La sinistra ha proposto di stabilire per legge un salario minimo fissandolo a nove euro lordi, che è un tetto molto basso, per la verità. A nove euro all’ora, se lavori per 36 ore a settimana, dopo che hai pagato le tasse e la previdenza superi appena appena i mille euro al mese. La proposta della sinistra però è stata respinta con sdegno dal governo, il quale sostiene che pagare stipendi minimi così alti danneggerebbe l’economia e che a fissare il valore di uno stipendio deve essere la contrattazione. Tipo quella che facevano a Catania: “se vuoi lavorare contentati di un euro e mezzo e ringrazia il signor padrone”.

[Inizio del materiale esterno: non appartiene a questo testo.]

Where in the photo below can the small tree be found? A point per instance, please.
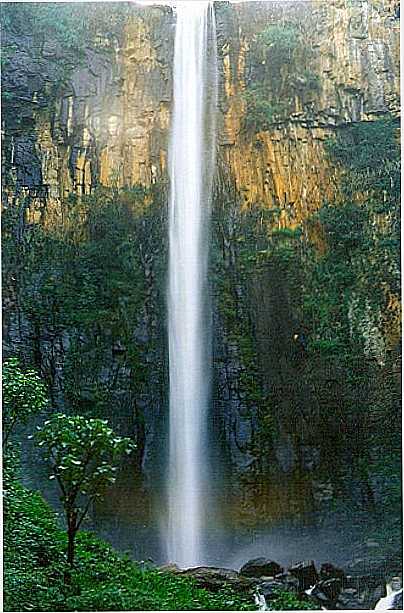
(24, 394)
(83, 454)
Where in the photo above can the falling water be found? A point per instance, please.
(191, 169)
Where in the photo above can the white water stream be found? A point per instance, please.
(191, 169)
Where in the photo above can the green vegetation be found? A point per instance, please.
(65, 282)
(323, 326)
(101, 580)
(83, 454)
(24, 395)
(278, 71)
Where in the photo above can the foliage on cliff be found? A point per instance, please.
(279, 71)
(323, 332)
(91, 276)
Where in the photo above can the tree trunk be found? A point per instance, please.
(71, 535)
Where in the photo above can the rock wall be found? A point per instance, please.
(109, 125)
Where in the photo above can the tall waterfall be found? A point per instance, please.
(191, 168)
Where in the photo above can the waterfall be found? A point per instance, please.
(191, 169)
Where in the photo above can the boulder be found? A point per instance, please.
(260, 567)
(331, 588)
(269, 589)
(306, 573)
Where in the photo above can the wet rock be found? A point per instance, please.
(269, 589)
(306, 573)
(213, 579)
(329, 571)
(260, 567)
(331, 588)
(393, 601)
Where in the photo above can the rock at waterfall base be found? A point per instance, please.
(261, 567)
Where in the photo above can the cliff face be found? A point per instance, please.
(106, 123)
(112, 124)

Cosa c’entra tutto questo con il referendum sul Jobs Act? C’entra molto, perché il Jobs Act, abolendo la conquista dello Statuto dei lavoratori (ottenuto dai socialisti nel 1970), indebolisce in modo notevole ed evidente il potere contrattuale dei lavoratori. Gli imprenditori, senza più lo statuto, hanno molte più possibilità di licenziare i loro dipendenti, e dunque di minacciarli e ricattarli. Come facevano quelli del supermercato. Gli schiavisti, i caporali, temono il referendum, anche se sanno di avere un tale schieramento politico a loro favore da non rischiare molto. Chissà perché quasi sempre il grosso degli schieramenti politici, al momento dello scontro, sta sempre da una parte della barricata che non è quella dei lavoratori?